Der Bedarf an Psychotherapie für Kinder und Jugendliche lag im Jahr 2022 in Deutschland 60 Prozent über dem Niveau von jenen Daten vor der Pandemie, und bei den Erwachsenen vermeldet die Deutsche Psychotherapeuten-Vereinigung einen Wert von plus 40 Prozent. Auch in Österreich sind die Stationen für Jugend-Psychologie überlastet.

Der bekannte Psychologe Johannes Hepp (54) hat ein Buch über unsere Zeit mit Corona, unsere Belastung, und über den Homo Digitalis sowie über 21 Neurosen veröffentlicht.

Verlust von persönlichen Kontakten war für junge Menschen besonders hart

Hepp analysiert in seinem Buch die dunklen Seiten des Homo Digitalis, der Schweizer Tagesanzeiger zitiert ihn: “Wir erlebten mit der Pandemie ein Massenexperiment. Es ist deutlich geworden, dass die Virtualisierung des Lebens unserer Psyche nicht bekommt.”

Der Verlust an tatsächlichen Kontakten, die Verlagerung von Erlebnissen und Erfahrungen in den digitalen Raum, sei für Kinder und Jugendliche besonders schädlich, da sie im Gegensatz zu Erwachsenen nicht auf einen großen Fundus real erlebter Ereignisse zurückgreifen könnten.

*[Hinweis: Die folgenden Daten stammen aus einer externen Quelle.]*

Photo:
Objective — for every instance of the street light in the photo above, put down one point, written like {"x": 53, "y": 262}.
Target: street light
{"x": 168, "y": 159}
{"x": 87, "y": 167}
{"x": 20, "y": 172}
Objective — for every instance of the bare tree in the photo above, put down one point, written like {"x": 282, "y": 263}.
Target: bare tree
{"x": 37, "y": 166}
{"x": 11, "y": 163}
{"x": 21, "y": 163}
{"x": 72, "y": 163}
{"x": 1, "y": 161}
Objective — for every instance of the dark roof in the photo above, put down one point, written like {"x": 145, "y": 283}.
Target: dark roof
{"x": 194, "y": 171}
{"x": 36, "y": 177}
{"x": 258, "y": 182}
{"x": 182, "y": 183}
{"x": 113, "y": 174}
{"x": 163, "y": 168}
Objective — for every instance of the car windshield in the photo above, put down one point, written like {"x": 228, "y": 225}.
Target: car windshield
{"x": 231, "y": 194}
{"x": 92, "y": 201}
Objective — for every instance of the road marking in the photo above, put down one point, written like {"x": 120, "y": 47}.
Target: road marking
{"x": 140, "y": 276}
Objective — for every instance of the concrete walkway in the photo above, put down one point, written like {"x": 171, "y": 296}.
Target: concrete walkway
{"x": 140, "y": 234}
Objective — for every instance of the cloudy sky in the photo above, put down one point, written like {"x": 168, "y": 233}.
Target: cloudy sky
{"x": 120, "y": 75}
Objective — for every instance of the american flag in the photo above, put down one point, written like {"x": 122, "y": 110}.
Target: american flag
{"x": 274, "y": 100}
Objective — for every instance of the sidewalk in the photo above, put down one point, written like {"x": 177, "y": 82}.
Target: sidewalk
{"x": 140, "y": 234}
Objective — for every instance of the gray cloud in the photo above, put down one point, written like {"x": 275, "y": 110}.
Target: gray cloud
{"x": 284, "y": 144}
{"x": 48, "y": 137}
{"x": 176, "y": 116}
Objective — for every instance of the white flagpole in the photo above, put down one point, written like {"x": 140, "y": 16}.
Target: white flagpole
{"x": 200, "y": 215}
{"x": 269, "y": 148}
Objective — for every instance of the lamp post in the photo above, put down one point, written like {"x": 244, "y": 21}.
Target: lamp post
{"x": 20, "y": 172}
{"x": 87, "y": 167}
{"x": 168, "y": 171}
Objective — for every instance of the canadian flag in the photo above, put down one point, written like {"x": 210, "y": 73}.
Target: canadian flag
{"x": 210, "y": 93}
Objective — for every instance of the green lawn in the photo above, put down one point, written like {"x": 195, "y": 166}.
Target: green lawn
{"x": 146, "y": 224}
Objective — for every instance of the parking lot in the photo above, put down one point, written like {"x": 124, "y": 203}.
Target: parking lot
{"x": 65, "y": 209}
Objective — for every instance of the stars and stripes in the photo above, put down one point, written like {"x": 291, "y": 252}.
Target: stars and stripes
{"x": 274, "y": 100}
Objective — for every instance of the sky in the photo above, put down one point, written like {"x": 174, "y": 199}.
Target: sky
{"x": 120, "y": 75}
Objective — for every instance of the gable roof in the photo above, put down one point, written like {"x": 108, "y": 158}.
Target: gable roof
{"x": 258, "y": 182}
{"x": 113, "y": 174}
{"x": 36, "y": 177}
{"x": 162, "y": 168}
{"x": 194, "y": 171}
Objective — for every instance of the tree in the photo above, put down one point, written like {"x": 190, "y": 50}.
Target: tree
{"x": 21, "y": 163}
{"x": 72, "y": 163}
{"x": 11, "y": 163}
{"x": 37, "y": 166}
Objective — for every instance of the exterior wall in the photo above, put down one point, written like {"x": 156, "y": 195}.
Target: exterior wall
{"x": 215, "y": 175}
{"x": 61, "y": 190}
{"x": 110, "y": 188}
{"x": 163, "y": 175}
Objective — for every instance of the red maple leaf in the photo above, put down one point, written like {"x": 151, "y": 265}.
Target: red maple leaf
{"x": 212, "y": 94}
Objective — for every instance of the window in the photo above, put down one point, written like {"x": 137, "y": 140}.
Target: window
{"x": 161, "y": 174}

Und der Psychologe erklärt: “Der Entzug von sozialen Interaktionen, der Verlust von Begegnungen und Berührungen, wird in der Medizin und der Psychologie Hospitalismus genannt. Wenn Menschen etwa in Spitälern und Heimen vernachlässigt werden, können körperliche, emotionale und soziale Schäden entstehen. Mit der fortschreitenden Virtualisierung der Lebenswelt nehmen tatsächliche Begegnungen und Berührungen zwangsläufig ab – und damit seien ähnliche negative Folgen zu befürchten wie beim Hospitalismus.”

Johannes Hepp und sein Buch über den Homo Digitalis.

Massive psychische Belastung in der Gegenwart

“Jedes Jahr werden es mehr”, berichtet Hepp über die 21 Neurosen, die er auch in seinem Buch auflistet. Unter diesen destruktiven Obsessionen sind auch der Pornozwang und die Profilsucht. Dem Tagesanzeiger berichtete jetzt der Psychologe: “In der Praxis kämpfe ich als Therapeut gegen Abhängigkeiten, Süchte, Kontrollzwänge, Ängste, verzerrte Körperbilder oder sexuelle Frustrationen.” All das wären “Gegenwartsneurosen”, Störungen, letztlich eine “Überkompensation” der psychischen Belastung durch die Digitalwirtschaft.

Als Buch-Tipp: Johannes Hepp, Die Psyche des Homo Digitalis – 21 Neurosen, die uns im 21. Jahrhundert herausfordern. Wie wir unsere psychische Widerstandskraft stärken und heil durch den digitalen Dschungel finden. Kösel, 416 Seiten.